Floorplan
Originally uploaded by Miss Gab.
Once I'd made the decision to resign from my job and move back home, I had thought the worst was over.
Then I started to have anxieties about not being able to sublet my apartment and that I would end up having to pay rent from overseas, financially bound to my gorgeous place until the end of my lease on November 1st.
After many weekends of showing my apartment to potential subletters (subleasers?), I got a call from my building manager to say that an applicant had been found. I was thrilled but the manager cautioned me against getting too excited. "Nothing's formalised until we approve them financially and you co-sign the papers," she said. There was that anxiety again, gnawing at my stomach lining.
Walking into the building office this afternoon to do my part, my head was spinning.
Who was the mysterious applicant, I wondered? Had I shown her my place on one of those crazy Saturdays when my apartment looked like a Chinese laundry, and dust balls swirled around our ankles like tumbleweeds? Or was the new tenant somebody who had seen the place when I wasn't here and when I didn't know they were coming; when I later went postal at the maintenance guys for letting her in without telling me? [Okay so that only happened once but it annoyed me.]
The sublease papers arrived in a fluoro pink envelope and were placed in front of me to sign. I read the name of the woman who would soon call my bachelorette pad her home, and I drew a complete blank. I had never seen that name in my life. My apartment was about to be signed over to a stranger.

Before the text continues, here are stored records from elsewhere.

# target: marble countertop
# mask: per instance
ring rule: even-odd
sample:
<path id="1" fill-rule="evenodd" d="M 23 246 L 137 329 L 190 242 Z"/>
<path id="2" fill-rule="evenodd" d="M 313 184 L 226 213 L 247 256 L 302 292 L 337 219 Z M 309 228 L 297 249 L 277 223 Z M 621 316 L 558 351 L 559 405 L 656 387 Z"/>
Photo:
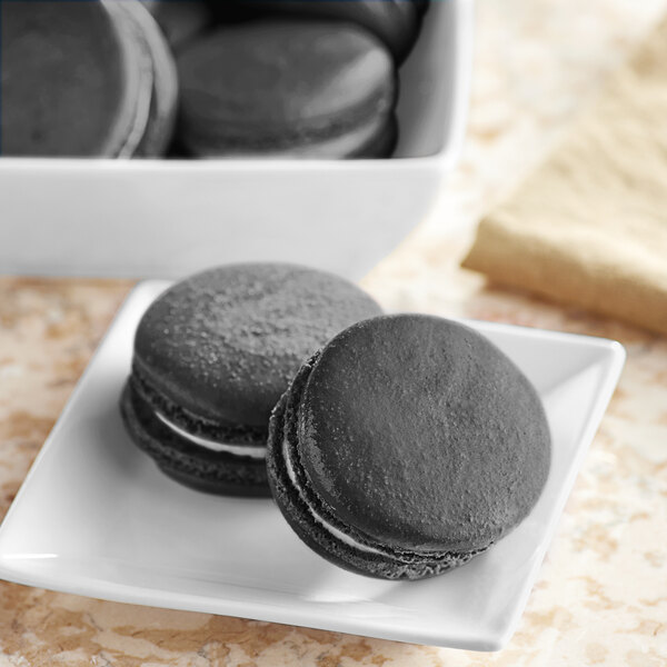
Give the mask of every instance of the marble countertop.
<path id="1" fill-rule="evenodd" d="M 667 664 L 667 339 L 459 268 L 475 221 L 546 153 L 667 0 L 480 0 L 469 136 L 429 218 L 364 281 L 387 308 L 620 340 L 618 390 L 519 628 L 497 654 L 94 600 L 0 583 L 0 667 Z M 0 278 L 0 516 L 131 288 Z"/>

I asked the building manager about the person, and she wouldn't tell me anything other than that they had been financially approved. Is that all people care about? I would have found out heaps more than that!

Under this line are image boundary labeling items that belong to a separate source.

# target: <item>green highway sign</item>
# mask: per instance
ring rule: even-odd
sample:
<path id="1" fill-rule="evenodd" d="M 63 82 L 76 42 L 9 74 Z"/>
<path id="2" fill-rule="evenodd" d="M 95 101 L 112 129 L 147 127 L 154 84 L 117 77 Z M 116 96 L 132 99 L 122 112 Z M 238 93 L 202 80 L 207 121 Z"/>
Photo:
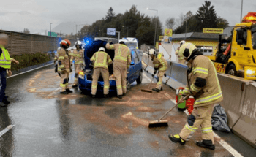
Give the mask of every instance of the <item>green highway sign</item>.
<path id="1" fill-rule="evenodd" d="M 48 31 L 48 36 L 55 37 L 58 37 L 57 34 L 53 31 Z"/>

As I co-signed my name on the dotted line, I thought about my time as tenant in my lovely 1-bedroom from September 2007 up to now. This place gave me my first experience at living alone and having a bachelorette pad that I loved coming home to every day. In the heart of Boystown, my apartment was a quiet refuge for a crazy city girl.
Sure, the place may be beige, and it may be the very embodiment of Japanese minimalism (paricularly right now with the furniture all but cleared out), but I have loved it dearly. And I only hope that this complete, but financially-approved stranger will too.